There is hope on the horizon though; it's called Pay As You Drive (PAYD) insurance.

What is PAYD insurance?

Pay as you drive insurance differs from traditional vehicle insurance in that it does not represent a fixed cost associated with the use of your vehicle. Instead, insurance pricing becomes variable with respect to the amount of travel a vehicle is used for. In other words, with PAYD, premium rates are in direct relation to the amount of miles driven annually. Pay As You Drive insurance is spreading in popularity like wildfires in Cali and Americans everywhere want it. They'll have it too. It's just going to take some time to fully implement.
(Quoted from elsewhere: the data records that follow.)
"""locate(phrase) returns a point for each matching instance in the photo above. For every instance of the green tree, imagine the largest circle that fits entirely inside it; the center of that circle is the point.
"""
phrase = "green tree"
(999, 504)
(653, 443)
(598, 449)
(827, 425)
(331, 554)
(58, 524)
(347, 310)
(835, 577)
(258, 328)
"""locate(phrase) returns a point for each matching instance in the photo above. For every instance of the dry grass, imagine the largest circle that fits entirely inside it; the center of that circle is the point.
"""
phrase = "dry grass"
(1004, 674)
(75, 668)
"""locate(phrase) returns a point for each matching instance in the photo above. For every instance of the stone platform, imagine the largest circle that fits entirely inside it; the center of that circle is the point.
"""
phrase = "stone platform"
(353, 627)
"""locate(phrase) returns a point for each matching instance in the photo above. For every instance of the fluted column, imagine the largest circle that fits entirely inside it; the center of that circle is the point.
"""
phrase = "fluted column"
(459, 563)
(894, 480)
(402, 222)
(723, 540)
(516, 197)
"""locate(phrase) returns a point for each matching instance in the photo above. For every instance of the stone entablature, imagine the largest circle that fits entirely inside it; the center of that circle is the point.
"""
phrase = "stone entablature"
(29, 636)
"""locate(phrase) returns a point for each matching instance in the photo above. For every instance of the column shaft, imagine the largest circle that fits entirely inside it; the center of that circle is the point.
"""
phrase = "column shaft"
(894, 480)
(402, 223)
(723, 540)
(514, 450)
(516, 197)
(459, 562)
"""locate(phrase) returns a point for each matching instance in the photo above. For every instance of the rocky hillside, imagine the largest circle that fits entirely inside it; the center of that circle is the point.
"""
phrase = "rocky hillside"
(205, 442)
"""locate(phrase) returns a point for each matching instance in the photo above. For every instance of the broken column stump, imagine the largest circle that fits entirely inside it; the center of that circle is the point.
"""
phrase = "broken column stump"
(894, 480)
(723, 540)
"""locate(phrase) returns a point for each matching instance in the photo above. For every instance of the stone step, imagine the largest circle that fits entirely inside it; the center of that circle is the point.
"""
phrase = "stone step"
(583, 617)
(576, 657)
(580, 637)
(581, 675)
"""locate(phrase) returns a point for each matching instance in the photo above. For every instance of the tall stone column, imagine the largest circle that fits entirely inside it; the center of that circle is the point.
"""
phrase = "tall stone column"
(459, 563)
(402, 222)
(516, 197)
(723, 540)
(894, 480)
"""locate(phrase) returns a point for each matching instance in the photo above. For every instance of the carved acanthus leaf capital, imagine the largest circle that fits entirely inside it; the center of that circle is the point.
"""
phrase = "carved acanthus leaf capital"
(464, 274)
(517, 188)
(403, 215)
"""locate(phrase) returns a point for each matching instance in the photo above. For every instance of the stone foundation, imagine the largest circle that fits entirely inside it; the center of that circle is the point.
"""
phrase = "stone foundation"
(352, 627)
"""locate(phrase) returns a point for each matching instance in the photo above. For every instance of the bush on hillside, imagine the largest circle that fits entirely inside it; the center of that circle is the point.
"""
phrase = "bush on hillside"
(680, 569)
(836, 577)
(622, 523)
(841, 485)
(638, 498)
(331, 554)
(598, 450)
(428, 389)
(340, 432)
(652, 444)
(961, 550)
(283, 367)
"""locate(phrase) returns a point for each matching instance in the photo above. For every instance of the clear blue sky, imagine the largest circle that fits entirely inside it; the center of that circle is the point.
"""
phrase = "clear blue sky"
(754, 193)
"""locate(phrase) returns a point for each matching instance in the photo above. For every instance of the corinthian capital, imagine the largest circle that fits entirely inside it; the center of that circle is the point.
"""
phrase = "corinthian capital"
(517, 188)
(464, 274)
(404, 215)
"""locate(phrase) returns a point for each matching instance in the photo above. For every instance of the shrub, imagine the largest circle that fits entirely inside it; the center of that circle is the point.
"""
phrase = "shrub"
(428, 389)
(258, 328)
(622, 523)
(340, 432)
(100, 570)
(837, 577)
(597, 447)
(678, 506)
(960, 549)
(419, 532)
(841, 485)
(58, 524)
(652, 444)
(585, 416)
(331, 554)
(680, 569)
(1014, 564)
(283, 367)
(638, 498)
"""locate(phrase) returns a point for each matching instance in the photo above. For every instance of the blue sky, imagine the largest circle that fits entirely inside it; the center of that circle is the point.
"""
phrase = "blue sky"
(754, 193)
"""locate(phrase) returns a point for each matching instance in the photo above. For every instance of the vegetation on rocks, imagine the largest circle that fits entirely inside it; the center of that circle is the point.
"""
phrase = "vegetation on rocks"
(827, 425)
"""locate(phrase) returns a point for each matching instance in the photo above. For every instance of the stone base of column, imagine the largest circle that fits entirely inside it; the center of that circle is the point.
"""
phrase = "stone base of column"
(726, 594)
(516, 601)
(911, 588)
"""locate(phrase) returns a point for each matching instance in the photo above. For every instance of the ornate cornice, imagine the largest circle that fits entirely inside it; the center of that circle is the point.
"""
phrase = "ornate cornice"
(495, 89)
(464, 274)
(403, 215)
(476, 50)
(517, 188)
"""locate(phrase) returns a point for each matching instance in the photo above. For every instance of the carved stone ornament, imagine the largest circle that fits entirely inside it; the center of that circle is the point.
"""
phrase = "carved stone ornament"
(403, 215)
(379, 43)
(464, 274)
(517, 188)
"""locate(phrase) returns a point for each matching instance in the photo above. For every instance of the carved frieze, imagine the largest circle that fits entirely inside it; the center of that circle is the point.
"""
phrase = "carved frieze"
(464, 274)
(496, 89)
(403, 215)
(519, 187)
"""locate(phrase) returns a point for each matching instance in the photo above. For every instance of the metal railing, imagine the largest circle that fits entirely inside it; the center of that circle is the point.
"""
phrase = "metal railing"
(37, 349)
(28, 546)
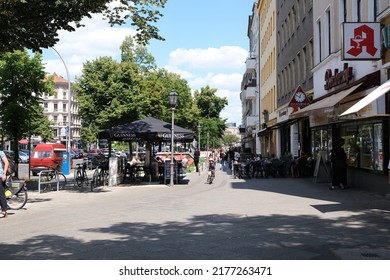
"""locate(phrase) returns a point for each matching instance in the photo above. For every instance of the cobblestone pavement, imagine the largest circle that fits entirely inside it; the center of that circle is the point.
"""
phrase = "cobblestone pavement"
(247, 219)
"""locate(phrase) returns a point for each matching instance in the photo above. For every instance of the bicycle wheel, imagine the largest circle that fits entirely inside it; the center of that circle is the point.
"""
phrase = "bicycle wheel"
(18, 200)
(79, 178)
(105, 178)
(95, 179)
(85, 179)
(62, 180)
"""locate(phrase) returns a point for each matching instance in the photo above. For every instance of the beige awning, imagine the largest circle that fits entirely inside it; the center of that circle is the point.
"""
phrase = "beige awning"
(325, 105)
(372, 96)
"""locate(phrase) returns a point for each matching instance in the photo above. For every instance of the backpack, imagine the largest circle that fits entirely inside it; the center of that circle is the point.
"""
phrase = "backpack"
(11, 165)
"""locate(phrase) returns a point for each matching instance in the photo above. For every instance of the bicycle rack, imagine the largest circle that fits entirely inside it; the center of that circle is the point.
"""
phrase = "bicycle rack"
(57, 180)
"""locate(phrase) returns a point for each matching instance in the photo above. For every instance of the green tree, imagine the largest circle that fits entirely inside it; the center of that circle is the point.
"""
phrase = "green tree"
(229, 139)
(137, 53)
(108, 93)
(210, 107)
(22, 83)
(34, 24)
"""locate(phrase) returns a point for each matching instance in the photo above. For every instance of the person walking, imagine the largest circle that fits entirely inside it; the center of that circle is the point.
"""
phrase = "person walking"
(3, 174)
(196, 159)
(338, 159)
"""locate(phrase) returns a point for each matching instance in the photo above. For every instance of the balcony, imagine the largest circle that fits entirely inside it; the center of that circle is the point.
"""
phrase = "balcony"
(252, 120)
(250, 62)
(250, 93)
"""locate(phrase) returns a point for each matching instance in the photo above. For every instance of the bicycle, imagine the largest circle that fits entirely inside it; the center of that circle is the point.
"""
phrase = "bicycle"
(15, 193)
(80, 175)
(211, 176)
(100, 176)
(53, 176)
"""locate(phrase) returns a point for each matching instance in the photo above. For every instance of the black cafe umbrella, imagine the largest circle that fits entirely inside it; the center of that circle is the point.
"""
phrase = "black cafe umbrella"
(148, 129)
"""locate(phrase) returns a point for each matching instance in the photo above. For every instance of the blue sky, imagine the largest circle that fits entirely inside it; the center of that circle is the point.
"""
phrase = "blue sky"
(205, 42)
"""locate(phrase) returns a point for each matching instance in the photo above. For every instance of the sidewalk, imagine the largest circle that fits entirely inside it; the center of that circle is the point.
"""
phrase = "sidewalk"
(275, 218)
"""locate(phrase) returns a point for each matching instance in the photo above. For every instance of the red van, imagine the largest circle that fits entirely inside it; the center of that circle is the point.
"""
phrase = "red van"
(46, 155)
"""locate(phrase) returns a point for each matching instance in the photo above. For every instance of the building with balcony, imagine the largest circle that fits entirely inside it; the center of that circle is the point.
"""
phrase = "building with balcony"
(250, 93)
(294, 63)
(57, 109)
(350, 90)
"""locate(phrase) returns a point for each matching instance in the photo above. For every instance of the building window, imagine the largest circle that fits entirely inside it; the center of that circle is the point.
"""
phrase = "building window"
(328, 35)
(343, 11)
(359, 10)
(319, 42)
(363, 145)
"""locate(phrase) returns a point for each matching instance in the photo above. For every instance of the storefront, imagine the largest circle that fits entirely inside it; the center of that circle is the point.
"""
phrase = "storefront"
(365, 131)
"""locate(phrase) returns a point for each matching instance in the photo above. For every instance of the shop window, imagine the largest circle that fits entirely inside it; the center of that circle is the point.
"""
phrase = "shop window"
(322, 142)
(363, 145)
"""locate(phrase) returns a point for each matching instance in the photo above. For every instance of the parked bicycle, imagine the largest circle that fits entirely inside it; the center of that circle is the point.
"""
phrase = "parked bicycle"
(100, 176)
(51, 178)
(15, 193)
(211, 171)
(211, 176)
(80, 175)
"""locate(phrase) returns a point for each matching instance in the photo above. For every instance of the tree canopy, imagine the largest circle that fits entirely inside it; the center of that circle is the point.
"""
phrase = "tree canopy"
(210, 107)
(20, 111)
(34, 24)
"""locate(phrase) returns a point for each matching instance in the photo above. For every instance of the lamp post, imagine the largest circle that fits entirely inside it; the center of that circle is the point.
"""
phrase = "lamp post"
(199, 128)
(172, 102)
(69, 103)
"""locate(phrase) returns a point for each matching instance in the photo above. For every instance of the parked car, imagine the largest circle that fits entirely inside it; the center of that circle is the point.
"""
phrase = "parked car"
(26, 151)
(23, 157)
(46, 155)
(93, 160)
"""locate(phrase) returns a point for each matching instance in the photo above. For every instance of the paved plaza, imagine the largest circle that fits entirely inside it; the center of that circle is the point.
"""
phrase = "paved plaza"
(245, 219)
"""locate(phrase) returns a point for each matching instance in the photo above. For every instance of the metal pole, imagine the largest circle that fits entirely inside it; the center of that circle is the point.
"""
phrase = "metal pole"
(69, 103)
(172, 143)
(199, 138)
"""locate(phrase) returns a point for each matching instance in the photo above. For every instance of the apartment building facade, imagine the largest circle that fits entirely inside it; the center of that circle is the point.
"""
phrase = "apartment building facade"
(294, 76)
(269, 142)
(57, 109)
(329, 51)
(348, 68)
(250, 90)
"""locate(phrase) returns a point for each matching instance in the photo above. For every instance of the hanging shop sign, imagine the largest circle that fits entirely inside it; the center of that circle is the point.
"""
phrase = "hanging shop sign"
(361, 41)
(299, 99)
(338, 78)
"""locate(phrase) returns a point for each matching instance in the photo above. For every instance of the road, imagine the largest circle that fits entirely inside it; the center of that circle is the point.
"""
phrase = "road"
(232, 219)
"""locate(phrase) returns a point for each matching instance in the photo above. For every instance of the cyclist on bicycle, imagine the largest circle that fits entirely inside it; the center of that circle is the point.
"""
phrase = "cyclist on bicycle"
(211, 166)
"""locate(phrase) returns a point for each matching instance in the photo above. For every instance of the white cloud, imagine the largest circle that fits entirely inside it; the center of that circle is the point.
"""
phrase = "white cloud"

Fast facts about Pay As You Drive (PAYD) automobile insurance, the future of car insurance pricing:

  • With PAYD, each policyholder prepays for their insurance coverage based on their expected travel mileage. When the coverage term completes, the policy holder will either pay a balance for overages or receive a rebate based on underages. As you might expect, pre-paid miles will cost less than post-paid miles.
  • Insurance providers can monitor the mileage of a given vehicle with in-vehicle diagnostic instruments, GPS systems and/or simply by checking the odometer.
  • PAYD insurance cost less than conventional auto insurance because of simple probabilities. The fact is that, even when in motion, there is a small chance that a given vehicle will be involved in an accident. And when a vehicle is parked, there is practically 0% probability of sustaining, or causing, damage. So, by basing the cost of insurance premiums on the amount that a given vehicle is used, the insurance company is guaranteed to incur less risk per-mile driven.
  • Motorists who drive a high number of miles annually tend to exhibit lower per-mile accident rates. Conversely, those who drive few miles annually tend to exhibit higher per-mile accident rates. That makes it unfair to charge everybody the same per-mile rate. The factors that are already used to determine premium rates are recalculated to include the amount of miles driven annually. The result is ever-increasing accuracy in projections, and increasingly fair pricing for policyholders. So, you can be sure that the actuaries at your insurance company will factor in several relevant considerations when determining your per-mile pre-paid PAYD rates.

Benefits associated with PAYD Insurance:

  • Increased actuarial efficiency;
  • Drivers are naturally encouraged to drive less, lessening emissions;
  • Likewise, less fuel is used;
  • Consumers have more choices available and therefore save more money;
  • Automobile insurance is made more affordable for all;
  • Less people will drive uninsured;
  • Decreases in driving yield decreases in traffic congestion;
  • Taxation monies will be saved due to less road and parking facility wear;

Pay as you drive auto insurance is going to heavily affect the future pricing of all vehicle insurance pricing, for all people, in every state. The industry has not changed to fully accommodate PAYD insurance yet, but the wheels are in motion. Watch for it.